Thomas acknowledges growing pains. But also points to the critical need for better management of a limited resource in a region with a fast-growing population.

“That’s part of the reason why water allocation, identifying water rights, is so important—because it enables people to make informed decisions in the wake of uncertainty,” says Thomas. “We’re really dependent on natural systems we don’t have control over.”

Meanwhile in Oregon …

In Deschutes County, Oregon’s fastest growing county is also home to the state’s first water bank.

That’s no coincidence according to the Deschutes River Conservancy (DRC), which was founded in 1996 and administers the water bank on behalf of a collective of stakeholders called the Deschutes Water Alliance (DWA) under the auspices of the Oregon Water Resources Department.

Like most water bank stewards, DRC’s mandate is to maintain adequate water supplies for agriculture, cities and the precious source itself—the Deschutes River.  

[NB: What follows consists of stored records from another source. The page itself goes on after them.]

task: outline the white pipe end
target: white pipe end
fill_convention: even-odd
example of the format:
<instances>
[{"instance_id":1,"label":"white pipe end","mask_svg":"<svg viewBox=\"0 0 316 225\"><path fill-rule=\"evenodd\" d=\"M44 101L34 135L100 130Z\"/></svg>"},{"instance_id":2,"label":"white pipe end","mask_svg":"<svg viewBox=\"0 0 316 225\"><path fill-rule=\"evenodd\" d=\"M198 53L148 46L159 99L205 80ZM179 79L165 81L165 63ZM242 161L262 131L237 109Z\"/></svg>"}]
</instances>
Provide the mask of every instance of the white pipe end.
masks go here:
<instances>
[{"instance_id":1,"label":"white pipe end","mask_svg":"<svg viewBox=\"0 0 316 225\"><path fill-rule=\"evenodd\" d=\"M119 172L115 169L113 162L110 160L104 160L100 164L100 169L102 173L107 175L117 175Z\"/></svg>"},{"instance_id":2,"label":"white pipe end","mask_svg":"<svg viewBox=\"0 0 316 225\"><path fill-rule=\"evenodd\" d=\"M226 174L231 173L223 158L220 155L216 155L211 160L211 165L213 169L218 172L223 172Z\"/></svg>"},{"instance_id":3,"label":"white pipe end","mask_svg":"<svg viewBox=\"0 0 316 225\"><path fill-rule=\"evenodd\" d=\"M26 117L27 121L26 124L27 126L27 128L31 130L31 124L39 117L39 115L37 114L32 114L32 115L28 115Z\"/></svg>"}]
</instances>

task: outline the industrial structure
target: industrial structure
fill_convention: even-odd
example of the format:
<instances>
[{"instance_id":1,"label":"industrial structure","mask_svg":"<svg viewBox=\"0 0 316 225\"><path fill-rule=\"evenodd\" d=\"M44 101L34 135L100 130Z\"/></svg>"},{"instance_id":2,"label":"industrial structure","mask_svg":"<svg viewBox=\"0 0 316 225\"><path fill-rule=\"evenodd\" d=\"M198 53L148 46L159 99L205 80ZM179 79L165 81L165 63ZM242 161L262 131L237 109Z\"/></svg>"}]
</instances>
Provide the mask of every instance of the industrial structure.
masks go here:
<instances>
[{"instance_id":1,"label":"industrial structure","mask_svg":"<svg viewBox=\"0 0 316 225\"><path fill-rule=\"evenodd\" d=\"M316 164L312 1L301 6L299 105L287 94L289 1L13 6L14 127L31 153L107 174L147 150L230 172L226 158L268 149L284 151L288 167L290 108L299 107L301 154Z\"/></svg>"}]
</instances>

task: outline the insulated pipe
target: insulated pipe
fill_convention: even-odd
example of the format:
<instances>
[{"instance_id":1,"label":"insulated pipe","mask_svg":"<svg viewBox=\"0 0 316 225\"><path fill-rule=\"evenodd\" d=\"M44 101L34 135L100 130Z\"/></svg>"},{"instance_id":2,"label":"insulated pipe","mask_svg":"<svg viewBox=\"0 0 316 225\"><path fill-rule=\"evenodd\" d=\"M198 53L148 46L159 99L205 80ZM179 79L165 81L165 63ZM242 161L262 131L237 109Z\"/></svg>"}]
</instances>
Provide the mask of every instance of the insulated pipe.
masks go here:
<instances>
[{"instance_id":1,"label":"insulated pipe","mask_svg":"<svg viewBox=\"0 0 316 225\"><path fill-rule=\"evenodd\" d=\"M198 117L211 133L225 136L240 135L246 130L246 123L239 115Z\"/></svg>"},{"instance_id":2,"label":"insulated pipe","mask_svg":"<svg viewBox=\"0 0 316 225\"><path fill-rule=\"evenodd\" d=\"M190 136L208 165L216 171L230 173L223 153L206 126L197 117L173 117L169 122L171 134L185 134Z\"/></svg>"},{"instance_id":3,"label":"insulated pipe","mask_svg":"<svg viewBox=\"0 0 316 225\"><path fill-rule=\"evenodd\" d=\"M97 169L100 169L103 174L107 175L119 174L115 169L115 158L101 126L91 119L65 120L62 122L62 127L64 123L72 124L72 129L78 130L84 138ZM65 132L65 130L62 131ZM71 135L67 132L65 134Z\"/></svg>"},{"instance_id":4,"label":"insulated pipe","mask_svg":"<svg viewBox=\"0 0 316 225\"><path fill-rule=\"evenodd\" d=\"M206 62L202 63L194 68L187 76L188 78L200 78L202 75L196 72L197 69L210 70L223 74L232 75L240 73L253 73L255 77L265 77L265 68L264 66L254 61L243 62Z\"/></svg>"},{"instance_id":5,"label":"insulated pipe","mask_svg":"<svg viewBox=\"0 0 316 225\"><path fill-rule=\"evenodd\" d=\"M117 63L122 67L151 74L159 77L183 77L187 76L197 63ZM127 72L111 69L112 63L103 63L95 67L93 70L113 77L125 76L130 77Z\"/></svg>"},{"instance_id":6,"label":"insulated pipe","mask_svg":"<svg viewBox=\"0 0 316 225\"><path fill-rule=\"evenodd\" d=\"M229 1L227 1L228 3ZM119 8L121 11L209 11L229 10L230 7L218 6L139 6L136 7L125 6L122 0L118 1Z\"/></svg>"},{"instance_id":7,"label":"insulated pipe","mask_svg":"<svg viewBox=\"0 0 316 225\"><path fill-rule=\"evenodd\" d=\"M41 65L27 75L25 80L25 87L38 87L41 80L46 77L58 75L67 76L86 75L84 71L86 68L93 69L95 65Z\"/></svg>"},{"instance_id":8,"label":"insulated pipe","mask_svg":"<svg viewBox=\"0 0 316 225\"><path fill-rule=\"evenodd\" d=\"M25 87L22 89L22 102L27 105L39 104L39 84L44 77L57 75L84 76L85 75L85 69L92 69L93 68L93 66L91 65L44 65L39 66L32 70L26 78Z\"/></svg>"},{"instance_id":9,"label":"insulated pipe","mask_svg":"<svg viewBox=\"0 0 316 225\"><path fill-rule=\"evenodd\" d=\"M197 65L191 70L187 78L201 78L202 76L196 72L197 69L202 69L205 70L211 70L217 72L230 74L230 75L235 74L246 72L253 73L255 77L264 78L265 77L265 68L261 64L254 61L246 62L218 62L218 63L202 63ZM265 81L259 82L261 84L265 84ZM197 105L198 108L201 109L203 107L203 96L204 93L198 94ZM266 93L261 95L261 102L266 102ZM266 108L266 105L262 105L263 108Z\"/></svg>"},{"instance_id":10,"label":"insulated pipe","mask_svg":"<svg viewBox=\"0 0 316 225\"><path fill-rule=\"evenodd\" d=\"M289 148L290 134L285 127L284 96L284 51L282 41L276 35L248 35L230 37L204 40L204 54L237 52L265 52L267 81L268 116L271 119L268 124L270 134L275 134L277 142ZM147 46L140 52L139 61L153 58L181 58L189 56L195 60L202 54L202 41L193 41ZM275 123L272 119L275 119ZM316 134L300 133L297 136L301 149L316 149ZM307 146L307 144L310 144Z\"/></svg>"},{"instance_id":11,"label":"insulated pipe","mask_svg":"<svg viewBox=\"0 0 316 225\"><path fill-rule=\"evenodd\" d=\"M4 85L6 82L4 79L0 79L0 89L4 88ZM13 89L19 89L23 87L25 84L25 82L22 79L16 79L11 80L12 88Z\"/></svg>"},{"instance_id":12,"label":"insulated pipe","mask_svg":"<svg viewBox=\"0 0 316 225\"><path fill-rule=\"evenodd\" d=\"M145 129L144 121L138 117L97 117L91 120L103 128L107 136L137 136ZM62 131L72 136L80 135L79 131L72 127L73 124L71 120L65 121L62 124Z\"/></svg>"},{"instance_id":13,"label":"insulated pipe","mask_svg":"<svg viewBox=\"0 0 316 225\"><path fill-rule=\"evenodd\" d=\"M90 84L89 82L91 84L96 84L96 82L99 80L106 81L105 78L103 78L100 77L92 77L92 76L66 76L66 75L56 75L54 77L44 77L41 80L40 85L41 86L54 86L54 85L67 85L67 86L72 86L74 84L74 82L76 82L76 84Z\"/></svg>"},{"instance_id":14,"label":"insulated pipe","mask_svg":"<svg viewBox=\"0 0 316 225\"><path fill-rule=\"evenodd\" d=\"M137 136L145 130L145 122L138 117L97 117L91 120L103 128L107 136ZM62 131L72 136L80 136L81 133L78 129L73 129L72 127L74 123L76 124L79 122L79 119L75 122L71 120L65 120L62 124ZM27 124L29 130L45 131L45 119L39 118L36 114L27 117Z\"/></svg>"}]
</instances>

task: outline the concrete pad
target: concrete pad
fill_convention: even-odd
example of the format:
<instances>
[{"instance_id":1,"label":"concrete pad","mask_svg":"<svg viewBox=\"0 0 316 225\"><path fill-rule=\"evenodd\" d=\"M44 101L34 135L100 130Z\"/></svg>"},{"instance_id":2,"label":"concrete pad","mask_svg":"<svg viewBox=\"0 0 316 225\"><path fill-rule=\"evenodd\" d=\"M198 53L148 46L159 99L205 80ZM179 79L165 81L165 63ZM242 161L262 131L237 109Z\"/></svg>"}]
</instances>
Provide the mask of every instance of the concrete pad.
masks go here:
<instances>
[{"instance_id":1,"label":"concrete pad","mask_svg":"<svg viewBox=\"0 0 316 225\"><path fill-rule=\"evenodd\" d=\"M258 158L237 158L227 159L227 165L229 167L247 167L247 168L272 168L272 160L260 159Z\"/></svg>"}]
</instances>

“We’re here for the river and our mission is to improve water flow and quality, so every transaction we have has some sort of environmental benefit associated with it,” says DRC program manager Natasha Bellis. “That said, moving water between uses and users while providing flexibility, balancing water needs between municipalities, agriculture and the river itself, and keeping our multi-stakeholder, consensus-based board as whole as possible can get extremely complicated.”

And waterlogged?

“Mitigation’s mitigation. It’s not meant to be perfect. We say that all the time around here,” says Bellis, adding that fresh, constructive terms are always welcome into the water management phrasebook. “Lately we’ve been playing around with a new one: sharing.”